The secret of change is to focus all of your energy, not on fighting the old, but on building the new.
It is like building a bridge across a chasm. You need supports to come up from the bottom of the valley, or from the sides of the ravines. You need wood or stone materials to build with. You need a way to nail, screw or cement the structure together. You might need plans from an engineer. Then people to help you build it. All of this comes together before you even start the structure. Then there is the financial components that need to be in place to pay for the land you are building on, the materials and the labor to do it. Now with all of these moving parts it can be overwhelming as fear sets in. Fear of failure or success. Fear of looking foolish. Fear of starting and not being able to complete the structure because of lack of money, materials, or manpower. So many fears creep into you, that you keep making lists and looking for what else you might need.
If you do not change direction, you may end up where you are heading.
– Lao Tzu
Have you ever noticed that if you look at something more than a second when you are driving down the road, that your vehicle starts to go in that direction? If what you are looking at in life, is not what you want in your life, you need to change direction. You will end up where you are putting your focus. This is how fear becomes the self fulfilling prophecy. We are attracting the bad we don’t want to happen, because it is what is filling up our thoughts.
You are responsible for your life. You can’t keep blaming somebody else for your dysfunction. Life is really about moving on.
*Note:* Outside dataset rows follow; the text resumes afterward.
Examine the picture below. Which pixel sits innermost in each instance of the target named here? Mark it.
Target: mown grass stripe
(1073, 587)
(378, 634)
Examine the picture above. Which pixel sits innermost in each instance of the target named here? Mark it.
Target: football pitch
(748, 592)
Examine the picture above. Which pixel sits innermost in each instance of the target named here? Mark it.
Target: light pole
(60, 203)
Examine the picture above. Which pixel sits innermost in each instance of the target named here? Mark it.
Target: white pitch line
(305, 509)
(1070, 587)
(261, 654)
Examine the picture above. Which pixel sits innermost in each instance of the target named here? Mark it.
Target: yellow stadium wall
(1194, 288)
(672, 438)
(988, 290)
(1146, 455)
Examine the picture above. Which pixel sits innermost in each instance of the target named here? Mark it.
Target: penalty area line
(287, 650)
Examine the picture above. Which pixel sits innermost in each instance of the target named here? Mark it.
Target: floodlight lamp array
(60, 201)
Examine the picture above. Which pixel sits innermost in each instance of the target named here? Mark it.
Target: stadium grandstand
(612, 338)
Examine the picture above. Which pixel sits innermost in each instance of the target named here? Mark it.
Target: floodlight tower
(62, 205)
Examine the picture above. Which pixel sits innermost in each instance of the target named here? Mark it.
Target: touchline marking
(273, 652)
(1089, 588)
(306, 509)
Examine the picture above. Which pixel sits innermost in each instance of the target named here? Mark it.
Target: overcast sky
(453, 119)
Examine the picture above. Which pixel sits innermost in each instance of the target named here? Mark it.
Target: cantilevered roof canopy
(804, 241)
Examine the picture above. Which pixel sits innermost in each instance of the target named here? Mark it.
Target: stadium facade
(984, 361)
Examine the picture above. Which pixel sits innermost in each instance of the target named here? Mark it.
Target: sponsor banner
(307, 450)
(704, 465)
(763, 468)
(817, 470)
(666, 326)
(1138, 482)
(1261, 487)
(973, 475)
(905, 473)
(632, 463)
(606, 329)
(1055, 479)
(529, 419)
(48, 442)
Part of being human is that we are imperfect, we all have flaws, we all have dysfunction. We need to take responsibility to do better and be better. We do better when we accept our failures and work on changing those dysfunctions. We all have rough edges in our personalities. We can rub others the wrong way. It is our responsibility to determine if we have rough edges that need to be sanded down, and to make those changes. It isn’t our responsibility to help someone else sand down their own rough edges.
May your heart be brave and your soul have courage, while you travel your path to greatness
– Amara Honeck
If we have a door that sticks for example we can do several things: We can push and shove it open and closed and fight with it. We can let it warp, bend the hinges, damage the door handle and just let it get worse until it no longer functions or falls apart. Or we can fix it. Maybe it just needs a little planning on the top, bottom or sides where it is rubbing. Maybe it needs the door handle or the hinges replaced, or installed in a new area of the door. Maybe we just need to repair the frame itself. We can fix it or let it get worse.
Selfless service alone gives the needed strength and courage to awaken the sleeping humanity in one’s heart.
– Sai Baba
Whenever we think that we are in fear, then it is time to awaken our heart. Whenever we think that we are all alone, it is time to awaken our heart. When we are in the space of love, it widens out our awareness of life around us. Love helps us to connect every aspect of our life with our purpose. Love awakens and kindles anew our passion for life and why we are here. Acting out of love in any situation takes our intentions to the highest heights. We discover in that space peace and acceptance of what is, and we see the way clearly to act upon our good intentions. Love roots out fear. Living with a heart, soul, spirit of love we can fully encompass our highest potential.